A review published in 2003 in the Cleveland Clinic Journal of Medicine stated that while weight gain is a possible side effect with SSRI antidepressant drugs, it may be more likely to occur after six months or more of use.

But SSRIs aren't the only class of antidepressants that may have weight gain as a side effect. Other antidepressant medications, including tricylics (like Elavil and Tofranil) and MAO inhibitors (drugs like Parnate and Nardil), may also cause patients to gain weight with both long-term and short-term use.

"This is clearly a problem for the majority of drugs used to treat depression, and while it doesn't occur with every drug or for every person, when it does happen, it can be a significant problem that we shouldn't just ignore," says Jack E. Fincham, PhD, RPh, professor of pharmacy practice at the School of Pharmacy at the University of Missouri at Kansas City, and author of The Everyday Guide to Managing Your Medicines.

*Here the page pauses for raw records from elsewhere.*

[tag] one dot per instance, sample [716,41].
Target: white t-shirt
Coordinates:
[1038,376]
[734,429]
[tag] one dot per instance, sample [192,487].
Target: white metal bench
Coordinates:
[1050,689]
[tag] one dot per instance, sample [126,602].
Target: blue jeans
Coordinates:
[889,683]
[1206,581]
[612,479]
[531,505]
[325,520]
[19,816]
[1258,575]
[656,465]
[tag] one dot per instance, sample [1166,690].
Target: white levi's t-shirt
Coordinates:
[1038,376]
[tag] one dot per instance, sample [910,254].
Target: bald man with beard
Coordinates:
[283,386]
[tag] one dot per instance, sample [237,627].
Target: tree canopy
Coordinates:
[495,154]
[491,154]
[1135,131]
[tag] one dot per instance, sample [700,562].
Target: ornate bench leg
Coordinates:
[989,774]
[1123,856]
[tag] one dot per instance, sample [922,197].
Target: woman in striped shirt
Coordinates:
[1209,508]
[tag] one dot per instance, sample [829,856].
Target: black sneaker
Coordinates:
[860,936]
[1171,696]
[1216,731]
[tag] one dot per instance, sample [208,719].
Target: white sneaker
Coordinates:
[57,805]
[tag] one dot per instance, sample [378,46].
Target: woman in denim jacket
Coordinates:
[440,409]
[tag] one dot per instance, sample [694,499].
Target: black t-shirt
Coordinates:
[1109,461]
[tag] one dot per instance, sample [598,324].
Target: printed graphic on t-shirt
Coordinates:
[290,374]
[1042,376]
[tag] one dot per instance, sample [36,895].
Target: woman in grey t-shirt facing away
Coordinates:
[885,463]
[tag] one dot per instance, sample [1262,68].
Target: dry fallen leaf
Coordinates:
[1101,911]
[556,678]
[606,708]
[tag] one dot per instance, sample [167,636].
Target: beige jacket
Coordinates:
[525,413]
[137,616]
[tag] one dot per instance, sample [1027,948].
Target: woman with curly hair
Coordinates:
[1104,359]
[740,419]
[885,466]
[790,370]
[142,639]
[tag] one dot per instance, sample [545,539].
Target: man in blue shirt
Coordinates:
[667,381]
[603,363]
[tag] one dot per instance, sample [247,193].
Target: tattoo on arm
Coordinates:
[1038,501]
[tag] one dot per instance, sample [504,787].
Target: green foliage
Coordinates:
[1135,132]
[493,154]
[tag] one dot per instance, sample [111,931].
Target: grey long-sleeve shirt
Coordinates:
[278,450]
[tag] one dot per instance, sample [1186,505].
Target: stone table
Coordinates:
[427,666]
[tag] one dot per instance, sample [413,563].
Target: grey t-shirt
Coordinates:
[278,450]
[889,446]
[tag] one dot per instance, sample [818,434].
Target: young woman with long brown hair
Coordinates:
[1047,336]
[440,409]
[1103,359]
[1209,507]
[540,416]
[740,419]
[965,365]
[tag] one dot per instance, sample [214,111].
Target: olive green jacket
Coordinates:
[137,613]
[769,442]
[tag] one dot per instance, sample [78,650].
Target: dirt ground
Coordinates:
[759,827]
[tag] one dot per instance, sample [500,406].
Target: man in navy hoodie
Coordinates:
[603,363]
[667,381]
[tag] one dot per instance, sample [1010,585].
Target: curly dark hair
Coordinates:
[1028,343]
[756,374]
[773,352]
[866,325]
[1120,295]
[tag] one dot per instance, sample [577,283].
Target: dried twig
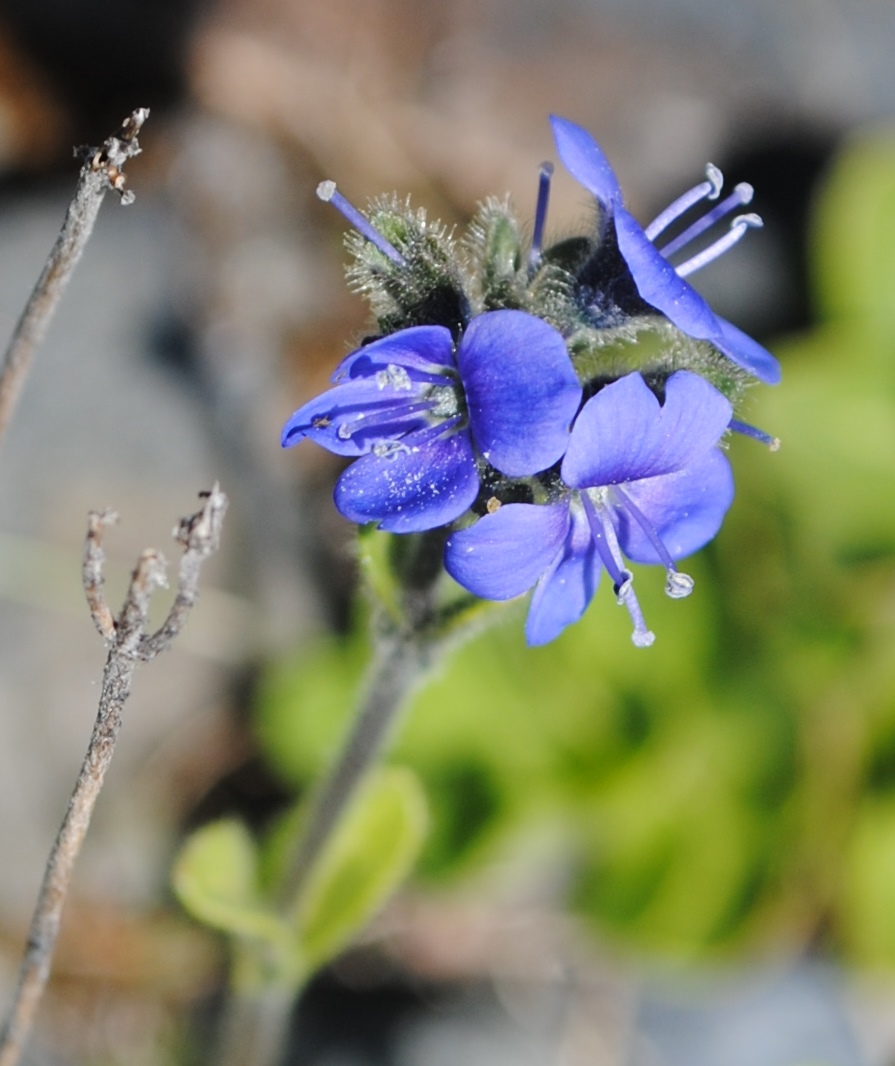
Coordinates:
[101,170]
[199,536]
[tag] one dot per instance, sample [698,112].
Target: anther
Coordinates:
[737,229]
[678,585]
[329,194]
[739,197]
[540,214]
[705,190]
[751,431]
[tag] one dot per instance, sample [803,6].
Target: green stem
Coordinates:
[401,663]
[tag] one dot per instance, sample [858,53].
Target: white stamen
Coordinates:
[678,584]
[737,228]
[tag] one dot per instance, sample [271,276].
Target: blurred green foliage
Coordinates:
[732,788]
[234,884]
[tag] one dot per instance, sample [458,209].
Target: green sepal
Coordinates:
[368,856]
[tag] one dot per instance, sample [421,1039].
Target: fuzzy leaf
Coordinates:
[367,858]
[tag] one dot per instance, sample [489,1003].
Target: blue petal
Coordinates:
[503,554]
[351,405]
[623,435]
[662,288]
[745,352]
[521,389]
[585,161]
[686,509]
[564,592]
[426,483]
[424,349]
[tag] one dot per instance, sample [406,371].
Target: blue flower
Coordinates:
[643,481]
[419,414]
[660,284]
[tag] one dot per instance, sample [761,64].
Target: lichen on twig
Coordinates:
[101,170]
[129,644]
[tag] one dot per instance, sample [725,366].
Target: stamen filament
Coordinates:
[739,197]
[677,584]
[613,563]
[329,194]
[737,228]
[641,636]
[607,546]
[391,414]
[705,190]
[754,433]
[540,214]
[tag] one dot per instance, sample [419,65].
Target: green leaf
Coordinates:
[855,233]
[215,878]
[868,917]
[367,858]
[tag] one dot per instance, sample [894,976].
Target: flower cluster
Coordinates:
[560,408]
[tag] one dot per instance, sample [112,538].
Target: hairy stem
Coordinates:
[401,664]
[199,536]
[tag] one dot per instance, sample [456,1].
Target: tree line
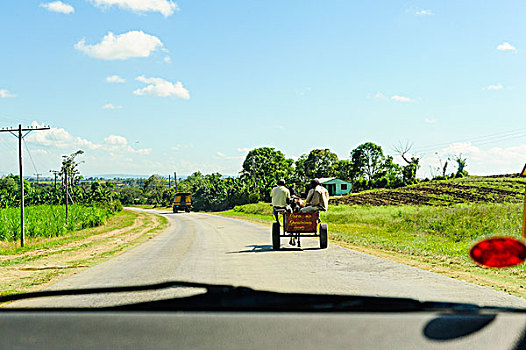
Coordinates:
[367,167]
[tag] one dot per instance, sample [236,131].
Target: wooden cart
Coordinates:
[296,225]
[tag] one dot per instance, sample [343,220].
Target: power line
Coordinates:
[17,132]
[480,140]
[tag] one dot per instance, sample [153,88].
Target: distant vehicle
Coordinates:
[182,201]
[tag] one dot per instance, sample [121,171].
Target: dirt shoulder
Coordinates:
[47,261]
[509,281]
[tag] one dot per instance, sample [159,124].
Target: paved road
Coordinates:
[211,249]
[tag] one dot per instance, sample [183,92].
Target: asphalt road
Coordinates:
[211,249]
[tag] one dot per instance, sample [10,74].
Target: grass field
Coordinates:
[46,260]
[49,220]
[436,238]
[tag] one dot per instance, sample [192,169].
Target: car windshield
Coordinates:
[345,147]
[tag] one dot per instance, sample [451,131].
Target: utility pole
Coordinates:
[67,193]
[38,176]
[20,137]
[55,172]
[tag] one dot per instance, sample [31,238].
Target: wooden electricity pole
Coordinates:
[55,172]
[18,134]
[67,193]
[38,176]
[523,174]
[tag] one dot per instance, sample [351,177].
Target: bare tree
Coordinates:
[408,171]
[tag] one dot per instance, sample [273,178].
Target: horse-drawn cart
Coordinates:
[296,225]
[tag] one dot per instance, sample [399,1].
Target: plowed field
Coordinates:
[473,189]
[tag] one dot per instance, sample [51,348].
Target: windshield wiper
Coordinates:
[231,298]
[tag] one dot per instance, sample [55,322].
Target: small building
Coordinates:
[336,187]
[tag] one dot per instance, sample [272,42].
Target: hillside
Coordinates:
[472,189]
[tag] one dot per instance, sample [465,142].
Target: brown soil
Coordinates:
[476,190]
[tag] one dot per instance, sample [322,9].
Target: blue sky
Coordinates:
[156,86]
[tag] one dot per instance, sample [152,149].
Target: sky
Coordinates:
[157,86]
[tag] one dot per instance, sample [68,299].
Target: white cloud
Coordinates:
[224,156]
[116,140]
[121,47]
[115,79]
[61,139]
[4,93]
[380,96]
[400,98]
[111,106]
[165,7]
[161,88]
[423,12]
[494,87]
[506,46]
[58,6]
[179,147]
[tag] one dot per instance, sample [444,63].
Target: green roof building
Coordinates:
[336,187]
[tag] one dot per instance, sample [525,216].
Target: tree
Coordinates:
[319,163]
[266,166]
[345,170]
[461,164]
[153,188]
[368,160]
[70,166]
[408,171]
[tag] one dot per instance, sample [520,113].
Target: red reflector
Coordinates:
[498,252]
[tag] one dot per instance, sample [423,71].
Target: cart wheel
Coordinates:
[324,240]
[275,236]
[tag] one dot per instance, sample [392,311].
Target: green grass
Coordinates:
[49,220]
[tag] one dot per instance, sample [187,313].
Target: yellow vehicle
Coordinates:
[182,201]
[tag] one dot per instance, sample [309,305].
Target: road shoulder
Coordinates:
[37,268]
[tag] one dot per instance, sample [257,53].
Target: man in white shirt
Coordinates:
[280,197]
[317,198]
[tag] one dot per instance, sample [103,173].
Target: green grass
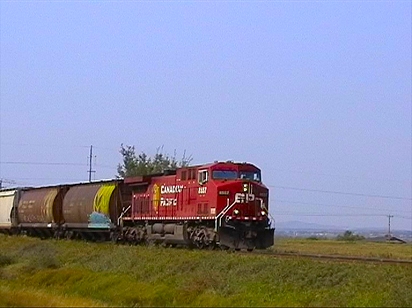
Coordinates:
[72,273]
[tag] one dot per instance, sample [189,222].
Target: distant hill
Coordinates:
[300,225]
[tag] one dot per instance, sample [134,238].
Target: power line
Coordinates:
[336,215]
[340,192]
[348,177]
[335,205]
[40,163]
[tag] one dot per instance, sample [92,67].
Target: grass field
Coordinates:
[70,273]
[354,248]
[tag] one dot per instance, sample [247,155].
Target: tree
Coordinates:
[349,236]
[142,164]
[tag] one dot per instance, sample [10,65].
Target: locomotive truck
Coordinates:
[221,204]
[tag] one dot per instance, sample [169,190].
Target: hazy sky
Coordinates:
[315,93]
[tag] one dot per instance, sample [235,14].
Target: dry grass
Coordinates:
[356,248]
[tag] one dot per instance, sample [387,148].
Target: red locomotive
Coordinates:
[223,203]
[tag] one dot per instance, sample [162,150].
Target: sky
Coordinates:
[315,93]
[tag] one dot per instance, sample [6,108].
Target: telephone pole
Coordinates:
[90,164]
[389,226]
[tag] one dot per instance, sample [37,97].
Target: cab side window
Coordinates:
[203,176]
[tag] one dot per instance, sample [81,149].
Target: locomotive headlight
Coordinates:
[223,193]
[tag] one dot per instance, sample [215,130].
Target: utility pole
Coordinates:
[389,226]
[90,164]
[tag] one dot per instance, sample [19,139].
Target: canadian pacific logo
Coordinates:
[156,197]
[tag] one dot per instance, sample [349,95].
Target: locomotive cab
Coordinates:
[242,217]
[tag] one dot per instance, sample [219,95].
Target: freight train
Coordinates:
[221,204]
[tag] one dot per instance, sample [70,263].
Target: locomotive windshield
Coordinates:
[224,175]
[250,175]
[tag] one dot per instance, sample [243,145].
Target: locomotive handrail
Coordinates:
[122,214]
[263,206]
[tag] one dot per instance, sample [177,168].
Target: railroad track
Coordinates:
[332,257]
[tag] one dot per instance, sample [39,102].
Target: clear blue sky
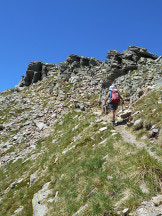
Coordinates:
[50,30]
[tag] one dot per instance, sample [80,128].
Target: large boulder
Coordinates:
[142,52]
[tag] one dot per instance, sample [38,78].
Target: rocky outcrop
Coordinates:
[38,116]
[36,71]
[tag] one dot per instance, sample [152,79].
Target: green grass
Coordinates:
[81,174]
[106,177]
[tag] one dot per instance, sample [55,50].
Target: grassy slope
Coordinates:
[83,175]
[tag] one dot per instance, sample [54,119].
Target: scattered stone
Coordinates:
[138,124]
[144,188]
[126,114]
[153,133]
[82,208]
[39,208]
[125,211]
[103,129]
[1,128]
[157,200]
[33,177]
[41,125]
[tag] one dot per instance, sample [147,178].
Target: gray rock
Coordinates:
[41,125]
[33,177]
[1,127]
[157,200]
[138,124]
[153,133]
[39,207]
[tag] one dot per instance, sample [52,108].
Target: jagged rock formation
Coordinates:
[36,71]
[52,132]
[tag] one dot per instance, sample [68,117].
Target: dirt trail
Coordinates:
[127,135]
[131,138]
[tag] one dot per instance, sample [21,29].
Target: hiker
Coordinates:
[114,100]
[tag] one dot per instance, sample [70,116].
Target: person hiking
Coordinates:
[114,100]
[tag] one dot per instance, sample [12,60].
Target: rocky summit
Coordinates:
[60,153]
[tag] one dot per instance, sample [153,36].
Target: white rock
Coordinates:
[41,125]
[103,129]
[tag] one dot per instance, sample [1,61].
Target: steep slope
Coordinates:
[61,156]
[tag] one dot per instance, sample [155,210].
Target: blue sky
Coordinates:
[50,30]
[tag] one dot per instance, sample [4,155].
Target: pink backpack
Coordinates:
[115,96]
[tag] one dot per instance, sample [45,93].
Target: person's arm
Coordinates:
[106,99]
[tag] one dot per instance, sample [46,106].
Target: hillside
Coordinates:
[60,154]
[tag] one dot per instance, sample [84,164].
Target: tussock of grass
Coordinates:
[89,173]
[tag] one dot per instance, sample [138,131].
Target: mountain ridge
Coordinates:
[60,155]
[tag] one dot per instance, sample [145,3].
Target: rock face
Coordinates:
[36,71]
[29,113]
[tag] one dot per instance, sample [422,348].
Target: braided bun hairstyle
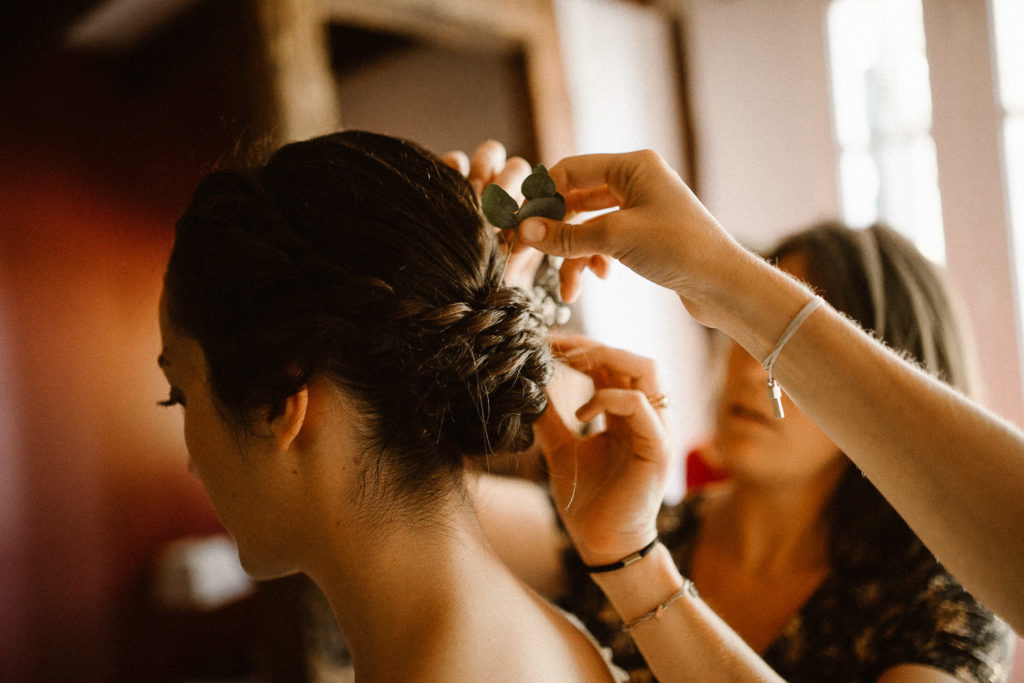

Antidepressants and Weight Gain: What Happens and Why

Although there are a number of theories as to why antidepressants lead to weight gain, Sussman believes that both appetite and metabolism may be affected. 

"I have had patients who swear that they are not eating any more, but still gaining weight, so that tells us there is some kind of metabolic influence going on; I have also had patients tell me that they are not only more hungry and eating more, but that the medicines are encouraging a carbohydrate craving that is hard to control, so we know appetite also plays a role," he says.

Fincham says antidepressants may also simply help us to rediscover pleasure in our life -- including food.

"It might be a situation where someone feels so much better when taking an antidepressant that lots of things suddenly start feeling more pleasurable to them, and food is just one of them. So in this instance they may actually be overeating and not even realize they are doing so, says Fincham.

Findings from a group of Italian researchers published in the journal Psychotherapy and Psychosomatics suggest that the simple act of recovery from depression may play a role in the weight gain.